I think I know what I'd say.
I'd say

"Home, home! Someday we'll be home! We're going home!
Home, home! Someday we'll see home! We're going home!
And you were not made for this."

The world is wide, but far too narrow to be mine, where I'm trapped inside this skin.
I become what I detest, and I can't save myself from this ruin within.
So I long to be free... I long to be home-free.
I long to be home.

And you were not made for this. It's why you feel so restless.
No, you were not made for this. You were made for home.

Someday, you'll see, we're going home.











There are two main points to this song, that the world is beautiful and that the world is unfulfilling. But even less fulfilling is the fantasy where I've always lived. Growing up I guess I used to think that it's only in books that the hills really roll green with grass and the mountains stand crisp with snow and fog settles into the crevices, only in books that strangers say kind things and offer companionship. Tolkien loved those marvelous landscapes, so he created a world full of them, and I desired to live there not knowing that all those things were really a shadow of what this world has to offer, and I neglected to notice the beautiful things that I was already surrounded with. My mom's garden, it might well be a Hobbiton garden. And when I began to take myself for walks along the side of the Columbia River, I noticed that some houses looked positively Hobbit-like. But it wasn't until I read a book called "Pilgrim at Tinker Creek" that I began to truly realize that all those beautiful things Tolkien wrote about really exist in full on this earth. Ironic, that a book would show me how to look outside.

The band Switchfoot wrote a song called "This is Home" for the Prince Caspian movie. So at least I'm not the only one that views these far-off shores as the true reality. Jon Foreman must have been captivated by Narnia just as I was by Middle-Earth. The song is also a thinly-veiled praise of our ultimate destination, (the word heaven doesn't do it justice, I will call it Zion), and obviously this song also carries that theme. The images I wrote of are definitely from the Columbia River, as I walked through Leslie Groves Park to Howard Amon. Most people don't like the wind, as it gets very strong in the Tri-Cities, but I've always loved it. It's another one of those things, I guess that connect me to Tolkien's world.

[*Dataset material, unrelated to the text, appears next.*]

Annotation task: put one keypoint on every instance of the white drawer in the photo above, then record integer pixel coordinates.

So why do I feel such a longing to see another world? Even if I made the most of the world I'm in, I know I would long for the unfelt breezes around the broken watchtower at Weathertop, and the howls of the wolves in the distance? The sparkling Grey Havens, the forest of Ithilien, the strange Withywindle. Why do I feel so restless? Why has this world, in all its glory, left me unfulfilled?
And even if I cut away all my anchors and lived to the fullest, going broke for the sake of adventure, I somehow know that it would never give me the kind of permanent satisfaction I'm after, the kind that only an unreachable world has to offer. It's only because I was not made for this.
And if you, too, feel restless, know that you were not made for this. We will reach the other side and find it to be more spectacular than any book could speak of. Perhaps the only one to come close is at the end of C.S. Lewis', The Final Battle. He says that the colors became more vivid, everything become more real, and the Pevensies were finally home.